Neurodivergent Scale for Interacting with Robots

The Neurodivergent Scale for Interacting with Robots (NSIR), developed by Sadownik (2025), is a specialized psychometric instrument designed to measure the quality of human-robot interactions (HRI) through a neurodivergent lens. It moves beyond traditional neurotypical performance metrics to focus on the subjective internal experience and relationship quality of the user.

Core Dimensions and Factors

The scale typically measures three to four primary dimensions of the user-robot bond:

  • Anthropomorphic Connection/Kinship: Measures the personal bond and perceived similarity between the user and the robot (e.g., “The robot is more like me than anyone else I know” or “I gave my robot a name”).
  • Social Comfort/Trust: Assesses the robot’s perceived emotional intelligence and reliability, such as its ability to detect the user’s feelings (e.g., “My robot can tell when I am sad”).
  • Safety: Evaluates the user’s sense of security and vulnerability, often using high-trust indicators such as “I feel comfortable undressing in front of my robot”.

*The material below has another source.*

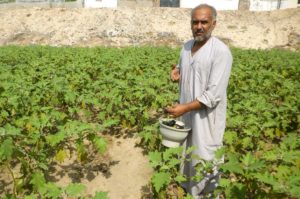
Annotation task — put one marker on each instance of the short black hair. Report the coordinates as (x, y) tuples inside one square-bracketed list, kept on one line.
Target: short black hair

Heuristic and Theoretical Grounding

The NSIR serves as a heuristic evaluation tool for designers to ensure that social robots and AI systems are inclusive of neurodivergent communication patterns. It is often used in conjunction with the NSIR Heuristic, which addresses:

  • Neural Signal Speed (N): How robotic consistency accommodates the “biological latency” or atypical signal speed in neurodivergent social processing.
  • Social Predictability (S): The preference for logic-based, non-judgmental social partners over complex, high-speed human social cues.
  • Information Density (I): Reducing cognitive load by providing a “low-complexity” social environment.
  • Regulatory Comfort (R): Reaching a state of psychological safety where the user can be their authentic self without the need for camouflaging.

Practical Applications

  • Diagnostic for Inclusivity: It validates non-normative behaviors—such as staring at the robot or sharing thoughts without speaking—as positive markers of connection rather than deficits.
  • Technical Implementation: It is used to evaluate AI and LLM behaviors, assessing how emergent capabilities (like chain-of-thought reasoning) impact a user’s trust and perceived safety.
  • The “Autistic Grawlix”: The scale is used to justify reclassifying non-standard symbolic substitutions (e.g., “F*$king”) as logic-driven communication rather than data noise.